As well as being characterised by barbarity, Modernism is characterised by a never ending pursuit of the ‘new’ over the ‘old’ – this impulse is one that arguably does not belong to any one period of history, but one that is particularly prevalent in the Modernist period. This coincides directly with the modernist striving toward Utopia. As, logically, anyone striving towards Utopia cannot already be there, wherever they already are (in the imperfect world they live in) must be eradicated in favour of something better and closer to that Utopia. This is a position that was often used to justify barbarism, but is also a position that undeniably led to progress. The pursuit of the ever-new has led to advances in medicine, education, sanitisation and technology that have made many people in the West, at least, in a state of better health wellbeing than they previously were.
Modernism and the ArtsModernism in the arts also strove towards perfection during the Modernist period. This occurred in two principle forms. In one direction art aimed to become more socially useful and less detached from mainstream culture. This led to the Duchampian notion that ‘Anything is art,’ and the Beuysian notion that ‘We are all artists.’ In practicality this expresses itself in the multitude of artworks that are either derived from mundane objects (as with Duchamp's work), or are modelled after mundane objects (such as Andy Warhol's Brillo pad boxes, made to look exactly like Brillo Pad boxes!).
On the other hand, existing art forms, such as painting and sculpture made concerted efforts to further concentrate on the elements of form that were specific to them. In the case of these forms of art this was really a matter of necessity. In the era of the photograph and of industrial manufacture involving plastics neither the painting nor the sculpture was necessary. Both the painter and sculptor could only thrive if they could distinguish themselves from mechanical processes of reproduction. In the case of painting, for example, elements of flatness, colour and a certain ‘randomness’ were emphasised, thus resulting in the Abstract Expressionist movement, characterised by painters such as Jackson Pollock who was, in fact a close associate of the Theorist that championed art striving towards perfection – Clement Greenberg.
This striving for both political and artistic perfection reflected the drive for Utopia in wider society in that it favoured the ever new and held the old in contempt. Problematically, this meant that no sooner was something new, that it soon became old, thus necessitating ever faster artistic developments. This led to a certain amount of obscurantism in the arts as movements replaced movements and isms overshadowed isms before they really had a chance to flourish: Impressionism, Fauvism, Expressionism, Cubism, Dadaism, Suprematism, Constructivism, Futurism, Surrealism, Social Realism, Abstract Expressionism, Fluxus, Pop Art, Op-Art, Minimalism, Neo- Expressionism – to name but a few examples.

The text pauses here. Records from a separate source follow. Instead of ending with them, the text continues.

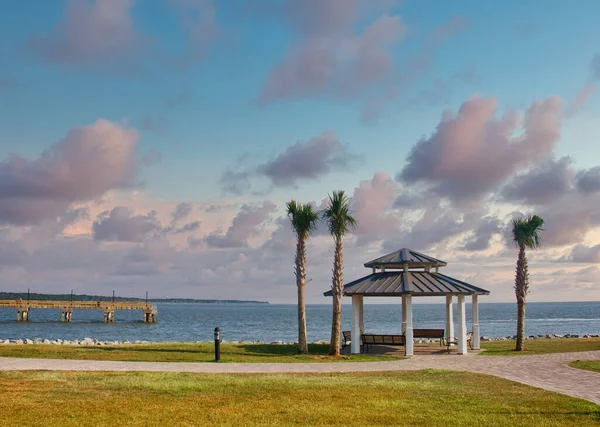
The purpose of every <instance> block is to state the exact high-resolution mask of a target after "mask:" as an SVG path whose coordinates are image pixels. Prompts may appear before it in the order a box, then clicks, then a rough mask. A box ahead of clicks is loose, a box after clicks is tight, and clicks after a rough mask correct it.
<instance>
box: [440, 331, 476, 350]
mask: <svg viewBox="0 0 600 427" xmlns="http://www.w3.org/2000/svg"><path fill="white" fill-rule="evenodd" d="M467 344H469V348H470V349H471V350H473V332H467ZM446 345H447V346H448V353H450V346H451V345H458V337H451V338H448V339H447V340H446Z"/></svg>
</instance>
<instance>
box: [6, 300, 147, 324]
mask: <svg viewBox="0 0 600 427" xmlns="http://www.w3.org/2000/svg"><path fill="white" fill-rule="evenodd" d="M1 307H3V308H16V309H17V322H20V321H23V322H27V321H28V320H29V310H30V309H32V308H58V309H61V310H62V314H61V320H62V321H63V322H70V321H71V317H72V313H73V309H100V310H104V321H105V322H114V319H115V310H142V311H143V312H144V322H147V323H154V322H155V320H156V308H155V307H154V305H153V304H152V303H150V302H145V301H46V300H22V299H17V300H0V308H1Z"/></svg>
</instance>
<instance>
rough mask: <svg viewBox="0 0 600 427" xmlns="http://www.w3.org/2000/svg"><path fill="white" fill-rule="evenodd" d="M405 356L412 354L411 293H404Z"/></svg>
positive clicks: (412, 342)
mask: <svg viewBox="0 0 600 427" xmlns="http://www.w3.org/2000/svg"><path fill="white" fill-rule="evenodd" d="M405 301H406V333H405V336H406V347H405V348H406V352H405V354H406V356H412V355H413V341H412V340H413V333H412V295H406V297H405Z"/></svg>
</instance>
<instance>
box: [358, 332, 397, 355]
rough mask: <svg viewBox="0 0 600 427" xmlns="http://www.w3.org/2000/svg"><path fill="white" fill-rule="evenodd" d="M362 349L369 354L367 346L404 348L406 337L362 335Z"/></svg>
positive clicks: (373, 334)
mask: <svg viewBox="0 0 600 427" xmlns="http://www.w3.org/2000/svg"><path fill="white" fill-rule="evenodd" d="M360 338H361V341H362V347H363V348H364V349H366V352H367V353H368V352H369V346H374V345H390V346H400V347H404V346H405V345H406V337H405V336H404V335H382V334H363V335H361V336H360Z"/></svg>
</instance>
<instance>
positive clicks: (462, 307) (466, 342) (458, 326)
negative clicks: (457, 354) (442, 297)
mask: <svg viewBox="0 0 600 427" xmlns="http://www.w3.org/2000/svg"><path fill="white" fill-rule="evenodd" d="M457 353H458V354H467V318H466V315H465V296H464V295H459V296H458V349H457Z"/></svg>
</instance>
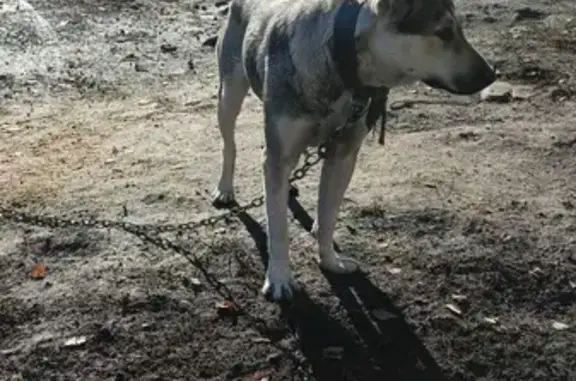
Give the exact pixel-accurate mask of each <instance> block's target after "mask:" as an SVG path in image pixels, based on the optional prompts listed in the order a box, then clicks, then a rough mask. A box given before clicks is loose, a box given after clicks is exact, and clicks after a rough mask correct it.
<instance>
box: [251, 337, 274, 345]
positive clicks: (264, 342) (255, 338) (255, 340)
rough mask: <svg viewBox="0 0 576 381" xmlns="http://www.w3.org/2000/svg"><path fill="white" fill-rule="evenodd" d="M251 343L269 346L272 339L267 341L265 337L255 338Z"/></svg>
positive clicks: (269, 339) (266, 339)
mask: <svg viewBox="0 0 576 381" xmlns="http://www.w3.org/2000/svg"><path fill="white" fill-rule="evenodd" d="M251 341H252V342H253V343H265V344H269V343H270V339H267V338H265V337H254V338H252V339H251Z"/></svg>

The Breakdown of ModernismBoth in the arts and in wider society, modernism wavered under its own pressure – its claim to Utopia proving too much of a challenge and its revolutionary movements often descending into farce. The biggest stand off of the Modernist era, between Soviet Russia and the Capitalist West (both of whom felt that they could best deliver Utopia) came to an end in 1990, with the collapse of the Soviet Regime. This, depending on your stance, has led to a position where either the Capitalist West won the day and continue to bring us closer to living in a harmonious world, or (if you have your head more firmly screwed on) we have merely come to a point where we are less accepting of the idea of an absolute ‘right’ form of governance that help us to deliver Utopia.

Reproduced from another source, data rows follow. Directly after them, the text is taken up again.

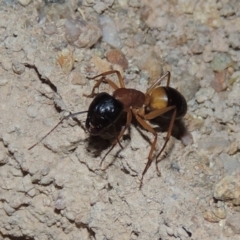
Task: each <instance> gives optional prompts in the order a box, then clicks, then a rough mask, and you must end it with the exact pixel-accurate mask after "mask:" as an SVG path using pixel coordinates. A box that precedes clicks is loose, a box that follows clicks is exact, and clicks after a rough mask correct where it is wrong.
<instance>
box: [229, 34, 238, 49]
mask: <svg viewBox="0 0 240 240" xmlns="http://www.w3.org/2000/svg"><path fill="white" fill-rule="evenodd" d="M228 42H229V44H230V46H231V47H232V48H233V49H236V50H238V49H240V36H239V33H238V32H233V33H230V34H229V36H228Z"/></svg>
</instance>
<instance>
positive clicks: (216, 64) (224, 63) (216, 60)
mask: <svg viewBox="0 0 240 240" xmlns="http://www.w3.org/2000/svg"><path fill="white" fill-rule="evenodd" d="M232 65H233V60H232V59H231V57H230V56H229V54H228V53H216V54H215V55H214V57H213V60H212V62H211V64H210V66H211V68H212V69H213V71H216V72H220V71H223V70H224V69H226V68H228V67H231V66H232Z"/></svg>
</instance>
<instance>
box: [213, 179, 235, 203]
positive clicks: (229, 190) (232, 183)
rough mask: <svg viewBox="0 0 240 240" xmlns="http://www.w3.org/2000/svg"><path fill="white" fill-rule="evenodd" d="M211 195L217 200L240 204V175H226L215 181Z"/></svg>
mask: <svg viewBox="0 0 240 240" xmlns="http://www.w3.org/2000/svg"><path fill="white" fill-rule="evenodd" d="M213 196H214V198H215V199H217V200H221V201H224V202H226V201H230V202H232V203H233V204H234V205H240V175H236V176H233V175H227V176H225V177H223V178H222V179H221V180H220V181H219V182H218V183H216V185H215V187H214V190H213Z"/></svg>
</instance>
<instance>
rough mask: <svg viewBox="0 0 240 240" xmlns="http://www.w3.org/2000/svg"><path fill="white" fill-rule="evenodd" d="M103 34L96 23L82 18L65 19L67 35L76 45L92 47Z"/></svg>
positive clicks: (78, 46)
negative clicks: (84, 19) (65, 19)
mask: <svg viewBox="0 0 240 240" xmlns="http://www.w3.org/2000/svg"><path fill="white" fill-rule="evenodd" d="M101 36H102V33H101V30H100V28H99V27H98V26H97V25H96V24H94V23H91V22H87V21H85V20H83V19H80V18H77V19H75V20H73V19H68V20H66V21H65V37H66V39H67V41H68V42H69V43H70V44H71V45H73V46H75V47H78V48H90V47H92V46H93V45H94V44H95V43H97V41H98V40H99V38H100V37H101Z"/></svg>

In the arts this is reflected as the realisation that there is no absolutely right way of making art and no artistic ‘perfection’ as such to strive after. Consequently, painting, mechanical and computerised forms of art live alongside one another.

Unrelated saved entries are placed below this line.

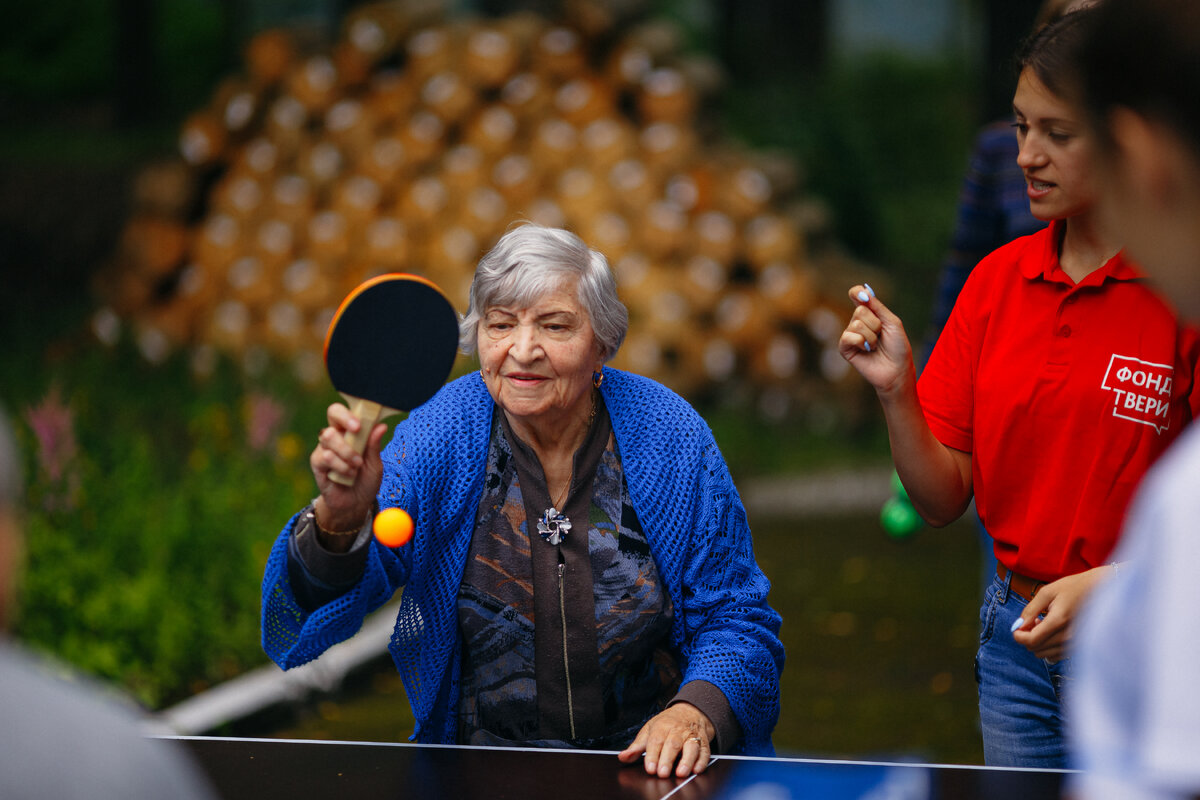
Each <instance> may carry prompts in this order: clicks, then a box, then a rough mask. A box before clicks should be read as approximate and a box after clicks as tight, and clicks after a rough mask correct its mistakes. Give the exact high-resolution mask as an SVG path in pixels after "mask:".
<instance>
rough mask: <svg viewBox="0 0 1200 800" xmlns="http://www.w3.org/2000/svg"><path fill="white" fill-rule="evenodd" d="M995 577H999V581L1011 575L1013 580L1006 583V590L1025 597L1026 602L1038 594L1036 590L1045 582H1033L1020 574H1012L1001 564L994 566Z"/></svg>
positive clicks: (1003, 565) (1023, 596) (1031, 580)
mask: <svg viewBox="0 0 1200 800" xmlns="http://www.w3.org/2000/svg"><path fill="white" fill-rule="evenodd" d="M996 575H998V576H1000V579H1001V581H1003V579H1004V578H1007V577H1008V576H1009V575H1012V576H1013V579H1012V581H1009V582H1008V588H1009V589H1010V590H1012V591H1015V593H1016V594H1019V595H1020V596H1021V597H1025V600H1027V601H1028V600H1033V595H1036V594H1038V589H1040V588H1042V587H1044V585H1046V582H1045V581H1034V579H1033V578H1031V577H1028V576H1027V575H1021V573H1020V572H1013V571H1012V570H1009V569H1008V567H1007V566H1004V565H1003V564H997V565H996Z"/></svg>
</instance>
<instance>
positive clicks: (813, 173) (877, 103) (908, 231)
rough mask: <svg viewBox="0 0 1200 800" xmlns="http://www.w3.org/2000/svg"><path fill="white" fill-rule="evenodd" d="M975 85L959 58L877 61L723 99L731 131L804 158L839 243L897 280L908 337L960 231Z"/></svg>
mask: <svg viewBox="0 0 1200 800" xmlns="http://www.w3.org/2000/svg"><path fill="white" fill-rule="evenodd" d="M973 82H974V72H973V71H972V70H970V68H966V67H965V66H964V65H962V64H961V62H959V61H956V60H954V59H938V60H928V59H914V58H911V56H905V55H900V54H894V53H877V54H872V55H869V56H864V58H862V59H859V60H857V61H853V62H846V64H841V65H836V66H833V67H830V68H829V70H828V73H827V74H822V76H817V77H812V76H802V74H792V76H787V74H782V76H780V77H779V78H778V79H775V80H767V82H760V83H756V84H754V85H745V86H736V88H732V89H731V91H728V92H726V94H725V95H724V103H722V119H725V120H726V121H727V122H726V124H727V125H728V127H730V128H731V132H732V133H733V134H736V136H738V137H739V138H742V139H744V140H745V142H748V143H750V144H752V145H755V146H775V148H780V149H782V150H785V151H786V152H790V154H792V155H793V156H796V157H797V160H798V162H799V163H800V164H803V166H804V173H805V181H806V184H805V190H804V192H805V194H808V196H812V197H817V198H822V199H823V200H824V201H826V203H828V205H829V207H830V210H832V212H833V213H832V219H833V222H834V234H835V237H836V240H838V241H839V242H841V243H844V245H845V246H846V247H848V248H850V249H851V252H853V253H854V254H856V255H858V257H859V258H863V259H865V260H868V261H871V263H874V264H877V265H878V266H880V267H881V269H882V270H884V271H887V272H888V273H889V275H892V276H893V277H894V279H895V285H896V289H898V293H899V295H900V296H899V302H895V301H893V305H892V307H893V308H894V309H896V311H899V312H900V313H901V315H902V317H904V318H905V323H906V326H907V327H908V330H910V331H911V332H913V331H916V332H919V331H920V330H922V325H923V324H924V319H925V318H926V317H928V312H929V306H930V303H931V299H932V295H934V285H935V278H936V273H937V270H938V269H940V266H941V261H942V259H943V258H944V255H946V249H947V246H948V245H947V243H948V242H949V239H950V231H952V229H953V224H954V209H955V203H956V201H958V194H959V186H960V184H961V180H962V173H964V169H965V168H966V162H967V154H968V151H970V146H971V140H972V137H973V134H974V131H976V126H977V112H976V108H977V103H976V91H974V89H976V88H974V83H973Z"/></svg>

In relation to the idea that anything can be art, Modernism can also be seen to have run its course. This idea was to an extent accepted by the public and as such the term ‘art’ has become meaningless. Therefore, in order to stake back what is considered intrinsic to art it has been necessary to give the public more of what they want. Television presentations of art have been dumbed down whilst large art galleries are renovating continually to provide ever more gift shops and coffee houses. Art has become in thrall to the capitalist machine that it often considered to be its apotheosis.